4. The method of claim 3, wherein the extracting, by the attention-driven layer, the features of the first region and the second region in the target face image to determine the second image feature comprises:

extracting the features of a first region and the features of a second region in the target face image through a first attention module to determine a channel feature vector;

extracting the features of the first region and the features of the second region in the target face image through a second attention module to determine a spatial feature vector;

and determining a second image feature vector according to the channel feature vector and the space feature vector.

5. The method according to claim 3, wherein the determining the facial image feature vector from the first image feature and the second image feature is specifically:

and combining the first image characteristic and the second image characteristic to obtain a face image characteristic vector.

6. The method according to claim 1, wherein the determining the target feature vector corresponding to the face image feature vector specifically comprises:

and tiling the facial image feature vectors to obtain target feature vectors.

7. The method according to claim 1, wherein the first region state is an eye state of the target face image;

the second region state is a mouth state of the target face image.

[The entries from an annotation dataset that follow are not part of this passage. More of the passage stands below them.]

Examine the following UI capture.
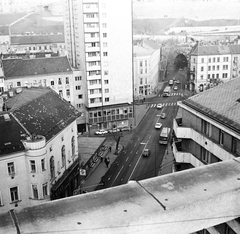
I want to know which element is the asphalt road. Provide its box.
[97,84,183,189]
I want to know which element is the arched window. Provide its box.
[71,136,75,157]
[50,156,55,180]
[62,145,66,167]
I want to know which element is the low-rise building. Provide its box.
[189,43,240,92]
[172,79,240,233]
[0,88,81,213]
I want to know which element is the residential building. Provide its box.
[189,43,240,92]
[0,87,81,213]
[0,56,86,132]
[64,0,133,132]
[172,79,240,233]
[133,40,160,99]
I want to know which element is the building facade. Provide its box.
[0,88,81,213]
[172,79,240,234]
[64,0,133,131]
[133,40,160,99]
[190,44,240,92]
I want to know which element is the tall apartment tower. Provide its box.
[64,0,133,129]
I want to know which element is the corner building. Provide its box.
[64,0,133,129]
[172,79,240,234]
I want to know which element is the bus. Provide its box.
[163,86,171,97]
[159,127,171,145]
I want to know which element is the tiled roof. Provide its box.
[183,79,240,132]
[13,88,81,141]
[0,112,27,155]
[191,45,231,56]
[2,56,72,79]
[144,40,160,50]
[11,34,64,45]
[0,88,81,156]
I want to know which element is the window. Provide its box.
[41,158,46,171]
[32,184,38,199]
[10,187,19,202]
[75,76,82,81]
[30,160,36,173]
[219,130,224,145]
[7,162,15,176]
[66,89,70,96]
[71,136,75,157]
[62,145,66,167]
[231,137,237,153]
[58,78,62,85]
[0,190,3,206]
[42,183,48,198]
[201,147,211,163]
[50,156,55,180]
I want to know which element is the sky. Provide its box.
[133,0,240,20]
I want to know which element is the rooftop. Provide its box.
[0,159,240,234]
[2,56,72,79]
[183,79,240,131]
[11,34,64,45]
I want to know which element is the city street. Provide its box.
[98,78,183,189]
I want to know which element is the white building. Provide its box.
[0,88,80,213]
[133,40,160,99]
[64,0,133,132]
[190,44,240,91]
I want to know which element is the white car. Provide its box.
[95,129,108,135]
[155,123,162,129]
[157,103,163,109]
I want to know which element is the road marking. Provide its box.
[111,166,123,186]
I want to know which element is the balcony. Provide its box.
[173,118,235,161]
[172,142,205,167]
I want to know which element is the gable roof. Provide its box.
[183,79,240,133]
[2,56,72,79]
[0,88,81,156]
[11,34,65,45]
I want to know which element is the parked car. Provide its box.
[155,123,162,129]
[120,126,131,132]
[108,128,120,133]
[142,149,150,157]
[160,113,166,119]
[95,129,108,135]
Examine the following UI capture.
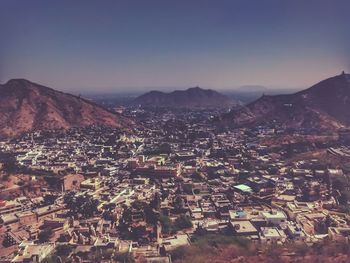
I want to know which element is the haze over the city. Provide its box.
[0,0,350,92]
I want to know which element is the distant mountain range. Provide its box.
[132,87,240,108]
[220,73,350,129]
[0,79,131,137]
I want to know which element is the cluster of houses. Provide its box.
[0,111,350,262]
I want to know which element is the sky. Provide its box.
[0,0,350,92]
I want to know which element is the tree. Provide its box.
[174,214,193,231]
[56,245,72,257]
[63,192,99,218]
[159,215,173,235]
[173,195,184,211]
[38,228,53,243]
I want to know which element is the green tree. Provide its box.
[174,214,193,231]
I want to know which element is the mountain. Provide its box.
[0,79,131,137]
[133,87,239,108]
[220,72,350,129]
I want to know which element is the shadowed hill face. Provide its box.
[222,74,350,129]
[133,87,239,108]
[0,79,130,137]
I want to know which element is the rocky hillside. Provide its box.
[220,73,350,129]
[133,87,239,108]
[0,79,131,137]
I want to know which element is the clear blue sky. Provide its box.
[0,0,350,91]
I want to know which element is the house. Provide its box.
[11,242,55,263]
[229,220,258,237]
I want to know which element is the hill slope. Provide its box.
[0,79,130,137]
[221,73,350,129]
[133,87,239,108]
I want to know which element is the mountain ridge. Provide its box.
[219,72,350,129]
[133,87,240,108]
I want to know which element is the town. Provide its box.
[0,107,350,262]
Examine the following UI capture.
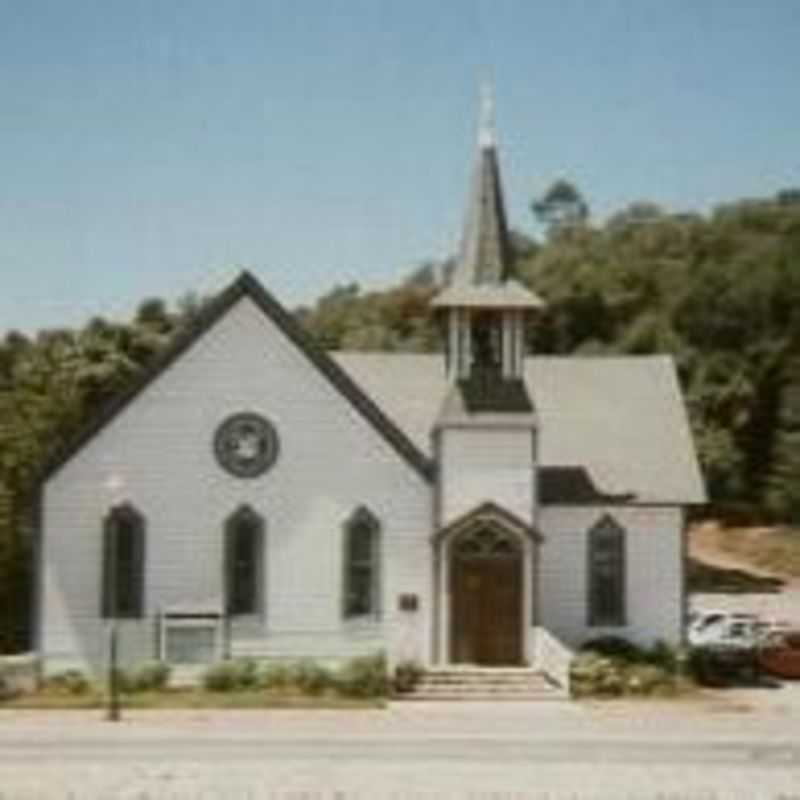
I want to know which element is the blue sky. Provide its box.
[0,0,800,331]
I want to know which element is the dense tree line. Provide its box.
[0,191,800,651]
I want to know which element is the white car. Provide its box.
[688,610,762,652]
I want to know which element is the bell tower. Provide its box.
[433,87,543,387]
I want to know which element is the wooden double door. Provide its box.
[450,534,523,666]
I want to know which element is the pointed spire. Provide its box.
[432,83,543,309]
[478,81,497,150]
[455,82,511,285]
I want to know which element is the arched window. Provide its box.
[344,508,381,618]
[101,503,145,619]
[225,506,264,615]
[588,516,625,627]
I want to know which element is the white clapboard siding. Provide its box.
[538,506,683,646]
[440,427,535,525]
[41,297,431,672]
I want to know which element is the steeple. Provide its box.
[453,84,512,285]
[433,87,543,382]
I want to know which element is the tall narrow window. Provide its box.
[344,508,381,618]
[101,504,145,619]
[588,516,625,626]
[225,506,264,615]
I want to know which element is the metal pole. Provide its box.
[106,518,121,722]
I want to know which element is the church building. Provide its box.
[37,98,705,682]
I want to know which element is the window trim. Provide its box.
[222,504,267,618]
[100,503,147,619]
[586,514,628,628]
[342,506,383,622]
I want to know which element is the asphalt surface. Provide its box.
[0,708,800,800]
[0,731,800,768]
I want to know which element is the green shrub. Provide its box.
[336,653,389,697]
[571,651,625,697]
[203,661,238,692]
[258,662,292,690]
[44,669,91,695]
[394,661,424,693]
[231,658,260,690]
[571,637,677,697]
[290,659,333,695]
[126,661,171,692]
[203,658,261,692]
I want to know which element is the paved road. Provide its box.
[0,734,800,768]
[0,704,800,800]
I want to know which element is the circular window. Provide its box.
[214,412,278,478]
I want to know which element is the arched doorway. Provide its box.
[449,522,523,666]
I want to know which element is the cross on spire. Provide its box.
[478,80,497,149]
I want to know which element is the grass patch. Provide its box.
[690,522,800,585]
[719,528,800,578]
[0,688,386,711]
[686,558,785,594]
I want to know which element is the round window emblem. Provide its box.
[214,413,278,478]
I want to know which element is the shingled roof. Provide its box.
[334,353,706,505]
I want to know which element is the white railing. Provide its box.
[532,627,573,697]
[0,653,39,692]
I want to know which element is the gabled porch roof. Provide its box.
[431,500,544,544]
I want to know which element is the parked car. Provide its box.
[688,610,760,685]
[757,629,800,680]
[689,610,761,651]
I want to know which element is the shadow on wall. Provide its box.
[687,558,785,594]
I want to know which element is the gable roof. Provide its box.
[41,272,433,483]
[431,500,544,542]
[334,353,706,505]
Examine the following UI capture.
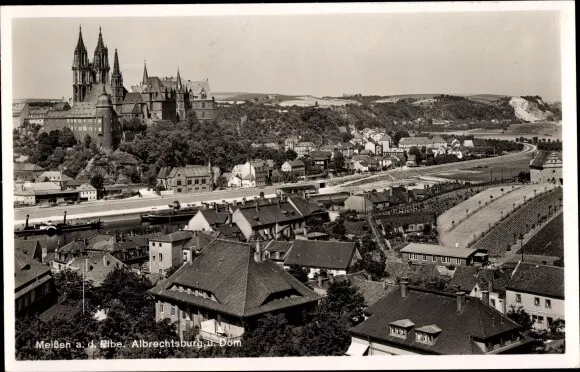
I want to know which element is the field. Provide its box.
[523,213,564,257]
[437,185,544,248]
[430,159,530,182]
[280,96,360,107]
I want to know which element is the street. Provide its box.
[14,144,535,225]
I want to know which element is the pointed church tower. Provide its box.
[72,26,91,104]
[111,49,123,112]
[176,68,186,121]
[93,26,111,84]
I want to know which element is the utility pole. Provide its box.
[83,258,88,316]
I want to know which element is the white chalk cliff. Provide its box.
[510,97,554,123]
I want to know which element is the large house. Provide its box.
[232,199,306,240]
[149,230,213,276]
[280,159,306,176]
[401,243,488,266]
[284,240,362,279]
[449,266,511,314]
[506,262,565,330]
[66,253,125,287]
[530,150,562,184]
[150,239,320,344]
[346,280,528,356]
[167,165,213,194]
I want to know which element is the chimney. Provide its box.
[400,277,409,298]
[455,292,466,313]
[481,290,489,306]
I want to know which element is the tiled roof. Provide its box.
[310,151,332,160]
[38,303,81,322]
[35,171,72,182]
[344,221,369,236]
[77,183,97,191]
[67,253,125,286]
[151,239,320,317]
[168,165,210,178]
[14,239,41,259]
[401,243,477,258]
[506,262,564,299]
[284,240,356,270]
[197,209,229,226]
[14,250,50,290]
[264,240,294,257]
[151,230,195,243]
[349,288,520,355]
[157,167,171,179]
[236,202,304,227]
[449,266,510,294]
[288,159,305,168]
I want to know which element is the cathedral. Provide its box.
[44,27,215,150]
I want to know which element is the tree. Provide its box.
[58,127,77,148]
[409,146,423,164]
[334,151,344,170]
[54,268,97,314]
[288,264,308,283]
[506,305,534,331]
[232,314,299,357]
[83,134,93,149]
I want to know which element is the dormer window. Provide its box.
[389,319,415,338]
[415,324,441,345]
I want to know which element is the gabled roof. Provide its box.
[506,262,564,300]
[14,239,40,259]
[77,183,97,191]
[167,165,210,178]
[150,230,195,243]
[449,266,510,294]
[349,288,520,355]
[150,239,320,318]
[197,209,229,226]
[67,253,125,286]
[530,150,562,169]
[157,167,171,179]
[14,250,50,292]
[236,202,304,227]
[284,240,356,270]
[287,159,305,168]
[288,196,326,217]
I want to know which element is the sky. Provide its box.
[12,11,561,101]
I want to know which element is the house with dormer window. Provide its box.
[346,279,529,356]
[150,239,321,344]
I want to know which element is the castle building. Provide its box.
[44,28,214,150]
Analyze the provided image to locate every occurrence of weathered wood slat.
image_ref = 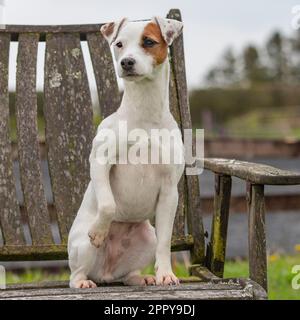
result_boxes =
[16,33,52,244]
[247,183,268,291]
[0,34,24,244]
[0,283,254,300]
[0,235,194,261]
[207,174,231,278]
[168,9,205,264]
[44,33,94,243]
[204,158,300,185]
[169,68,187,236]
[87,32,120,118]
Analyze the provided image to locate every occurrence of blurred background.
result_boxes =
[0,0,300,298]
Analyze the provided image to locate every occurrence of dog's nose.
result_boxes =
[121,58,135,71]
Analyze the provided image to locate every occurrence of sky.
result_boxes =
[0,0,300,88]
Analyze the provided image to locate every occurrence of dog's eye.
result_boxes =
[144,38,157,47]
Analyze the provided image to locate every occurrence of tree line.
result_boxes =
[190,31,300,131]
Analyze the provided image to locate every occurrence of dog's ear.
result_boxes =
[153,17,183,46]
[100,18,128,45]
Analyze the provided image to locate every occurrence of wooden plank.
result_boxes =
[169,68,187,236]
[16,33,52,244]
[44,33,94,243]
[0,245,68,261]
[0,34,24,244]
[0,282,253,300]
[0,235,193,261]
[87,32,120,118]
[207,174,231,278]
[247,183,268,291]
[168,9,205,264]
[204,158,300,185]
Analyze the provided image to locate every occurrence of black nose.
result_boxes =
[121,58,135,71]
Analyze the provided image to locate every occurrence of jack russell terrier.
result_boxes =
[68,17,184,288]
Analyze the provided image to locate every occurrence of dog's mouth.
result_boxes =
[121,72,142,80]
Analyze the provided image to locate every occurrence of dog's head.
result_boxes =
[101,17,183,81]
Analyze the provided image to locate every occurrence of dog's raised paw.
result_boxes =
[88,230,108,248]
[75,280,97,289]
[156,272,180,286]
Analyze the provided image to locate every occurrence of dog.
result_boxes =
[68,17,184,288]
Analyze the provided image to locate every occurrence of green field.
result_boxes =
[7,254,300,300]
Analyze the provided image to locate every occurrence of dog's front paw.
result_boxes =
[89,229,109,248]
[74,280,97,289]
[155,270,179,286]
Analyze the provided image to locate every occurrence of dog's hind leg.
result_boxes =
[69,240,97,288]
[103,221,156,285]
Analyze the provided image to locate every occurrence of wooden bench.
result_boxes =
[0,9,300,299]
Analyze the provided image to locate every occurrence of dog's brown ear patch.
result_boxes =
[101,22,115,38]
[141,22,168,65]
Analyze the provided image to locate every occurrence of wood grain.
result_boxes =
[44,33,94,243]
[16,33,52,244]
[0,34,25,245]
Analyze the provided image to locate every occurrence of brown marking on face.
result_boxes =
[101,22,115,37]
[167,30,175,42]
[141,22,168,65]
[121,238,130,249]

8. An apparatus for face recognition, the apparatus comprising:

9. The apparatus of claim 8, wherein the image determination module comprises:

the image acquisition unit is used for acquiring a face image;

10. The apparatus of claim 8, wherein the feature extraction module comprises:

11. The apparatus according to claim 10, wherein the second feature extraction unit comprises:

12. The apparatus according to claim 10, wherein the feature determining unit specifically includes:

13. The apparatus of claim 8, wherein the feature transformation module specifically comprises:

14. The apparatus according to claim 8, wherein the first region state is an eye state of the target face image;

the second region state is a mouth state of the target face image.

15. A computer readable storage medium storing computer program instructions which, when executed by a processor, implement the method of any one of claims 1-7.

16. An electronic device comprising a memory and a processor, wherein the memory is configured to store one or more computer program instructions, wherein the one or more computer program instructions are executed by the processor to implement the method of any of claims 1-7.